Only if physical measurements show anomalous behavior the local host would be

extensively scanned for cyber threats.

In contrast to the distributed detection in lower system levels flexibility offers could

be pre-qualified in a top-down approach by the Flexibility Market Operator by means

of data fusion. Previous offers of the respective Aggregator could be correlated with

exogenous data such as weather forecasts to prove trustworthiness of flexibility

offers. In this way, fake flexibility offers, infilitrated by attackers that by-passed the

authentication process of the flexibility market, could be detected. Integrated with

an authentication or intrusion detection system a cyber-physical flexibility offer pre-

qualification procedure could be developed.

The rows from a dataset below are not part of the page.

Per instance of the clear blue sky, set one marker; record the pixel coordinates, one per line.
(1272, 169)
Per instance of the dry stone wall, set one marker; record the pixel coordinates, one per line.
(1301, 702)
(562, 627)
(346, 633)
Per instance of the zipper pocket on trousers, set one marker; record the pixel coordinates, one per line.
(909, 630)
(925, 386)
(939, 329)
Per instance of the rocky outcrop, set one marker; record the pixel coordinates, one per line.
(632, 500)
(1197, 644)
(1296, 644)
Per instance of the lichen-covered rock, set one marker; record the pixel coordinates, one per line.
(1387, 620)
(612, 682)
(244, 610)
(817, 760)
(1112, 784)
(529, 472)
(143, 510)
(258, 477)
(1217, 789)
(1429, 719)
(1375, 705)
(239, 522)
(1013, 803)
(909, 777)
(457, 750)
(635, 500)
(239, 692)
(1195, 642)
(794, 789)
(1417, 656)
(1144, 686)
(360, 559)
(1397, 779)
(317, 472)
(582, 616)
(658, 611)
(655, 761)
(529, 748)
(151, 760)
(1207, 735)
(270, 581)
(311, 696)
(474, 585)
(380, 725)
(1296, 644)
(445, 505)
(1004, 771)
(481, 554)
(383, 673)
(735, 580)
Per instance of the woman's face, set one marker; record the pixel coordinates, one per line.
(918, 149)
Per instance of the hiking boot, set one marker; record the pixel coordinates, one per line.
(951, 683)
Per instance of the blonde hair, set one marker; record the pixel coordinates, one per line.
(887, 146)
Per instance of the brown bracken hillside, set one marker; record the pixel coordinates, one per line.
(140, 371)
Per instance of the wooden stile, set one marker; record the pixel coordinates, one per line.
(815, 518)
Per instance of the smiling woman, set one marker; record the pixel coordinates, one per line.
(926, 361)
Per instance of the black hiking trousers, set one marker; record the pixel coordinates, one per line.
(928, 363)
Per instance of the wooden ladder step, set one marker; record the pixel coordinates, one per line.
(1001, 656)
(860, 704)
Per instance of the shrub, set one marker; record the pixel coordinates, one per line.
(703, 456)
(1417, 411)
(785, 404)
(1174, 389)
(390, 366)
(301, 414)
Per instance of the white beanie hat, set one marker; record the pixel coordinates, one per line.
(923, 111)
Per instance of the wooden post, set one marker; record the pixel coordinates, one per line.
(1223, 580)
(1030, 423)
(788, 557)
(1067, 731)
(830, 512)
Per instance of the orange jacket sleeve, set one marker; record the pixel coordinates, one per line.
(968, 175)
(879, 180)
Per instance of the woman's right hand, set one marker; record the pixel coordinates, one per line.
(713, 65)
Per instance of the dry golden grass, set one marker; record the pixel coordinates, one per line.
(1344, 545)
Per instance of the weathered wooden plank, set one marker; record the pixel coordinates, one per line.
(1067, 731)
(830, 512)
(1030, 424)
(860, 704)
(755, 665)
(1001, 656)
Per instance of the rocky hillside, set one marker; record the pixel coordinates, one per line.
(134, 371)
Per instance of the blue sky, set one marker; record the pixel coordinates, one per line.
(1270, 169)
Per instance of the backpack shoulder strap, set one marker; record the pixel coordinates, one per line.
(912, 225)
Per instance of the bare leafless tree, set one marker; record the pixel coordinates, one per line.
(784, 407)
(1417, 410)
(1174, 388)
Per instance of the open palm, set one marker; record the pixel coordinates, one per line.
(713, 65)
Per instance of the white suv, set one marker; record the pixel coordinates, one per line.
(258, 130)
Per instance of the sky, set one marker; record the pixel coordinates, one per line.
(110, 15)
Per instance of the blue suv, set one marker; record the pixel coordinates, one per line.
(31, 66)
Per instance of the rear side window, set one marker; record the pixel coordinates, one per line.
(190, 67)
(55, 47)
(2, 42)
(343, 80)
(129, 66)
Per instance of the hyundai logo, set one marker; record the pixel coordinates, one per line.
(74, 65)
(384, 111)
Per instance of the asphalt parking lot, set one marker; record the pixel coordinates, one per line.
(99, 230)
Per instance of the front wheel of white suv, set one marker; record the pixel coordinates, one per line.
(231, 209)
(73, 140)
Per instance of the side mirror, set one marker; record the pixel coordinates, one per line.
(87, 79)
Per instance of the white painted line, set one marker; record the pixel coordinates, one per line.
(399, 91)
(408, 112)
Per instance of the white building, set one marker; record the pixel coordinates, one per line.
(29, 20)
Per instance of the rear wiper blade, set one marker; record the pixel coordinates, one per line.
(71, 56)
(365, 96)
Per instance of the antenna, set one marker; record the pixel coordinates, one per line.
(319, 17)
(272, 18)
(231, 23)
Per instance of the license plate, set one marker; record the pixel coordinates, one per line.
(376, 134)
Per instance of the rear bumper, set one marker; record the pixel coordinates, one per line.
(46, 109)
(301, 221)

Another unexplored topic is seen in the real-time detection of flexibility service

activations in aggregated load data. Given a flexibility market design considering

other market participants than DSOs (e.g. BRPs and TSOs) a DSO is not always aware

of flexibility service activations in their distribution grid. Real-time detection of

flexibility service activations would increase the observability of the distribution grid

and thus improve the situational awareness of the DSO. For that purpose,

information from historic load data could be combined with exogenous data such

as solar irradiation and temperature.

Regardless of the specific application data-driven monitoring and event detection

methods often suffer from bad explainability. As a consequence decision support

verification was identified as one of the monitoring requirements in the cyber-

physical system of a DSO (see Figure 5). An alternative to explainability that places

no constraints on the complexity of the underlying algorithm is uncertainty. By

providing information about the confidence of a prediction trust into the decision

support tool can be achieved without taking the reasoning into account, facilitating

the adoption of new data-driven techniques. For that reason, uncertainty

quantification should be considered for development of monitoring and event

detection methods within the HONOR project.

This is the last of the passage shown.